La fréquentation du festival a atteint des sommets avec près de 10 000 spectateurs sur trois soirs. Ce bilan nous encourage à poursuivre l’aventure en gardant cette exigence d’originalité, de diversité et de qualité dans les choix de programmation tout en maintenant des tarifs attractifs qui permettent à tous d’assister aux soirées. Cette politique de prix bas résulte d’une collaboration réussie entre Coll Productions et le Comité des fêtes d’Uzès. Ce festival doit son existence et sa pérennité au soutien sans cesse réaffirmé de la Municipalité d’Uzès et de Monsieur le Maire Jean-Luc Chapon.

Pour cette dixième édition, la programmation du festival reste accès sur la fête et la danse et propose chaque soir des univers musicaux différents.

CLAUDE VONSTROKE

Claude Vonstroke(DJ Set – Dirty Bird / Mothership – San Francisco – Californie)

VENDREDI 6 AOUT

Bio :

Certain le surnomme déjà « Monsieur Claude » parce qu’il squatte les charts du monde entier depuis quelques mois. Vient-il d’une autre planète ? Est-il le descendant d’un riche baron allemand ? Franchement peu importe car Claude Vonstroke produit en ce moment ce qu’il ce fait de meilleur en électro grâce à des beats secs qui claquent sur une production sans faille toute en finesse.

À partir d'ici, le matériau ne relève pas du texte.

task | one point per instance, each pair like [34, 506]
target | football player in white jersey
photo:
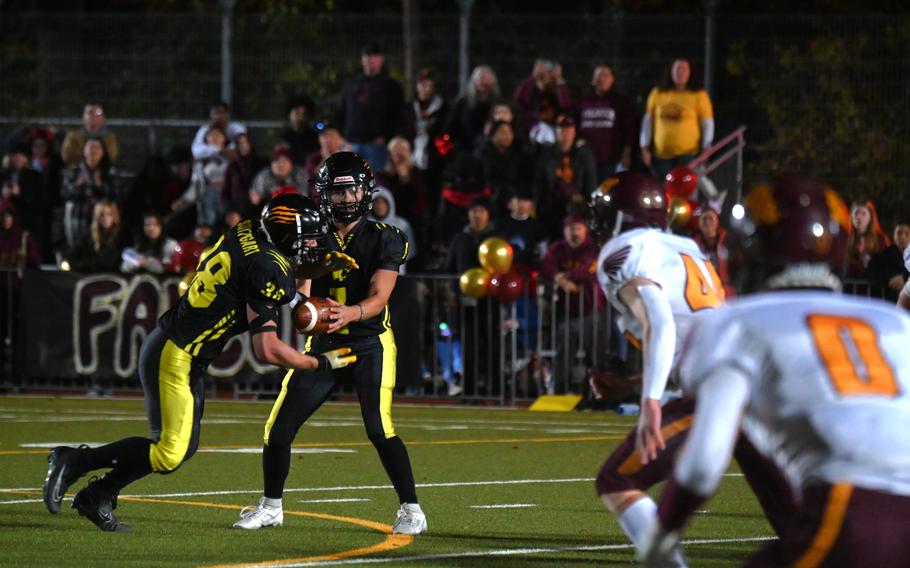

Elevé dans les faubourgs de Cleveland et Detroit, Claude Vonstroke, de son vrai nom Barclay Crenshaw, est tombé amoureux de la musique grâce au show de  Electrifying Mojo « Midnight Funk Association » sur une radio locale de Detroit. A seize ans, Barclay et son meilleur ami, Jamie Osborne, rendent visite à Juan Atkins au studio Metroplex Recordings. Ils essaient en vain de convaincre Juan Atkins de les embaucher comme ingénieurs du son. Ils comprendront peu après que  Monsieur Atkins est devenu l’un des parrains de la techno. Après quelques années de fac à New York, Claude, passionné par l’image, travaille sur quelques films à gros budgets. Puis il retourne vivre à Detroit et se replonge illico dans les musiques électroniques. Il y découvre la Drum’n’Bass. Puis il se construit une énorme plateforme de synthétiseurs et de samplers et se met à jouer en live dans des grosses soirées techno et house dans des hangars la plupart du temps.
Un an plus tard, il s’installe à San Francisco et planche sur « Intellect », un DVD de six heures dirigé et produit par lui-même dans lequel il décrit l’évolution des musiques électronique de part le monde en interviewant notamment quelques artistes incontournables tels Derrick May, Juan Atkins, Swayzak, Derrick Carter, Deep Dish, Paul Van Dyk, Theo Parish, Steve Lawler… Il mettra deux ans pour finaliser ce projet et obtiendra son diplôme de vidéaste. Pour Claude ce DVD est avant tout un outil pour les néophytes qui peut permettre de se faire une idée assez précise des musiques électroniques en peu de temps.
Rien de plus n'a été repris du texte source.